O Dia Mundial do Meio Ambiente nos convoca a uma reflexão muito mais profunda do que as tradicionais promessas institucionais e discursos corporativos sobre sustentabilidade. Enquanto fóruns globais projetam modelos para as próximas décadas, a realidade prática nos impõe um confronto imediato com o termômetro. Os últimos anos consolidaram recordes históricos de temperatura no país, transformando ondas de calor contínuas e sensações térmicas sufocantes em um severo e permanente "novo normal".

Essa escalada climática, no entanto, não distribui seus impactos de forma democrática. Ela expõe a face mais cruel da desigualdade urbana brasileira: as ilhas de calor e a asfixia climática que penalizam os corpos e os territórios mais vulneráveis do nosso tecido social. De Norte a Sul, as áreas periféricas, favelas e comunidades tradicionais sofrem de forma desproporcional os efeitos do asfalto impermeabilizado, do super adensamento habitacional e, fundamentalmente, da escassez severa de áreas verdes e arborização.

Nesses territórios, divididos por milhões de trabalhadores que compartilham moradias precárias e uma alta densidade urbana, o ambiente construído impõe barreiras que bloqueiam a circulação do ar e agravam o estresse térmico. Quando o calor severo atinge os centros urbanos, o asfalto e as coberturas de zinco transformam as casas em verdadeiras estufas. É a comprovação empírica de um fato incontornável: a radiação solar atinge a todos, mas o adoecimento e o desgaste gerados pelo colapso climático são sentidos com muito mais violência nas margens da sociedade.

Essa assimetria no planejamento e na distribuição de recursos ambientais configura o que a literatura e os movimentos sociais definem como injustiça climática. Falamos da naturalização da precariedade, em que territórios predominantemente habitados por populações negras, indígenas e de baixa renda absorvem os piores ônus do desenvolvimento: a escassez de saneamento básico, a intermitência crônica no abastecimento de água e a exposição direta a extremos de temperatura ou a desastres hidrológicos. O solo urbano nacional reflete escolhas políticas históricas que segregaram o direito à saúde e ao bem-estar.

Por essa razão, celebrar o meio ambiente em junho exige ir muito além do diagnóstico das estatísticas. Exige a consolidação de políticas públicas voltadas para uma infraestrutura verde descentralizada e focada na justiça social. Investir na ampliação da cobertura vegetal e no restabelecimento de biomas degradados nas periferias não é uma intervenção estética ou paisagística; trata-se de uma urgência de saúde pública capaz de mitigar a mortalidade urbana ligada ao calor e restaurar o equilíbrio psicossocial das comunidades.
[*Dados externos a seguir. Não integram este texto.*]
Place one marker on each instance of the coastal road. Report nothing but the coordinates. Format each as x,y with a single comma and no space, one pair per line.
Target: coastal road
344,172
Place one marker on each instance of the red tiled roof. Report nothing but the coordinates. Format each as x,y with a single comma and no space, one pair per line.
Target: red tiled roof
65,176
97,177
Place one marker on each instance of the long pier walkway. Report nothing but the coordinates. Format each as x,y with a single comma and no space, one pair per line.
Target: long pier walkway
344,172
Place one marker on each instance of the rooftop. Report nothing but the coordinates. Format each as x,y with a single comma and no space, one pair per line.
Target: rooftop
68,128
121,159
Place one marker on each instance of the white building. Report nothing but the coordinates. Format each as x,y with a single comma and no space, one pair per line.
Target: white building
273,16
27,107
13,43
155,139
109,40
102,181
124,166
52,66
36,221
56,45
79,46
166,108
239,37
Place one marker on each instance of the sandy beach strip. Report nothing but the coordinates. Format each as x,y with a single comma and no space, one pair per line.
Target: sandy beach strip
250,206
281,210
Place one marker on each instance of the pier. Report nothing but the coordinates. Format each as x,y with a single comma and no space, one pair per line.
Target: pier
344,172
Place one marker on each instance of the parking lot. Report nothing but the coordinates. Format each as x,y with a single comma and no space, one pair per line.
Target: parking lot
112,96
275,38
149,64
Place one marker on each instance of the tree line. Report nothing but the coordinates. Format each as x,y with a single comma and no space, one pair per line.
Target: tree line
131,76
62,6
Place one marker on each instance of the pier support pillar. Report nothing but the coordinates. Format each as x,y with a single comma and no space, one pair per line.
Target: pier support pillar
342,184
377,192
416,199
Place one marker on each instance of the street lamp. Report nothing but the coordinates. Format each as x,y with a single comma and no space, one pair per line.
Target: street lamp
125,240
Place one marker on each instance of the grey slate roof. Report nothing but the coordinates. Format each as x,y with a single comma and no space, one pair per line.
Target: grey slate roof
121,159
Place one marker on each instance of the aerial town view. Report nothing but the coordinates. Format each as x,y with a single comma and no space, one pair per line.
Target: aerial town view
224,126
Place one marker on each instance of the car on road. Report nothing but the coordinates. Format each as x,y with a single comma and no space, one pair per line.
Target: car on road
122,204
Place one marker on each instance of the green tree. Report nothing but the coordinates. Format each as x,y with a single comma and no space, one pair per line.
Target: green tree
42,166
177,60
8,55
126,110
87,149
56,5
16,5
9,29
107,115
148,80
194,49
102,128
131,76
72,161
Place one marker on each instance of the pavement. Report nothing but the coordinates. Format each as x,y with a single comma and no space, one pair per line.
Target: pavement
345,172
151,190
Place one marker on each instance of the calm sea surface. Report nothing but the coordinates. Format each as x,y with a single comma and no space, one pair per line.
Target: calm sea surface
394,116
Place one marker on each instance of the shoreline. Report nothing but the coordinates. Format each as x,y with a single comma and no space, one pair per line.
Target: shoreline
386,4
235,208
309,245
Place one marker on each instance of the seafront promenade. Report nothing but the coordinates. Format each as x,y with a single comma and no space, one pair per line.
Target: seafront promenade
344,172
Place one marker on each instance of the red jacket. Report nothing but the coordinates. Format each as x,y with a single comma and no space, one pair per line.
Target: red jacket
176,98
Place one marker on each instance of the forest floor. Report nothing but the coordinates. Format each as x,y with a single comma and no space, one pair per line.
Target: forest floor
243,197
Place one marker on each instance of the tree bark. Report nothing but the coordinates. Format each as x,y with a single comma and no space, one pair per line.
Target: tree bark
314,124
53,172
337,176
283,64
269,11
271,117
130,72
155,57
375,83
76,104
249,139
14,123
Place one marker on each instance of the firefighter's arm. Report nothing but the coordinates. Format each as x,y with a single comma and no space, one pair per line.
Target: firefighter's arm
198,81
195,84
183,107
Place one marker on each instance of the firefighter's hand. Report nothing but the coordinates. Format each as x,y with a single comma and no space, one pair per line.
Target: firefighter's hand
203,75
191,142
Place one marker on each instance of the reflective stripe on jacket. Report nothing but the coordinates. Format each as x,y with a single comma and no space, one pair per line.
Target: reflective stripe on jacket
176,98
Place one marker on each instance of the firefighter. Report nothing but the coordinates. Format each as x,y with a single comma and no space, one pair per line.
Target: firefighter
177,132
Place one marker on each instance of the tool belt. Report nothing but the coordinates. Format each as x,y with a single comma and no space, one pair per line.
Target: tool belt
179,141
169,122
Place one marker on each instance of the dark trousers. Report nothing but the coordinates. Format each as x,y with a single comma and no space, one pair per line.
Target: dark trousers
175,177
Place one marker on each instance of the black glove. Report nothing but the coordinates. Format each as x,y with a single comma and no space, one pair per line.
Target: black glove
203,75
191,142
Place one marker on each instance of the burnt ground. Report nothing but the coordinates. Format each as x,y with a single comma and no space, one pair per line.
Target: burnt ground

O Brasil já possui soluções locais inovadoras e plenamente escaláveis para o Sul Global. O uso de tecnologia de ponta, como o mapeamento e a semeadura por drones em áreas de difícil acesso nos mutirões de reflorestamento, demonstra como a preservação pode avançar em sintonia com a geografia das nossas encostas e mananciais. Da mesma forma, iniciativas consagradas de agricultura urbana comunitária e o fortalecimento das cooperativas de catadores evidenciam que a transição ecológica caminha de mãos dadas com a geração de emprego, a economia circular e a soberania alimentar nas favelas e bairros periféricos.

A construção de um futuro sustentável depende diretamente de quem governa e de como priorizamos a vida no orçamento público. Não haverá transição ecológica legítima sem a inclusão real dos invisibilizados e sem o enfrentamento direto das carências estruturais das nossas regiões metropolitanas e interiores. Que este Dia Mundial do Meio Ambiente sirva para demarcar que o tempo de agir não é o amanhã abstrato, mas o presente imediato. Proteger o meio ambiente é, antes de tudo, garantir o direito à vida de quem está na linha de frente da crise climática.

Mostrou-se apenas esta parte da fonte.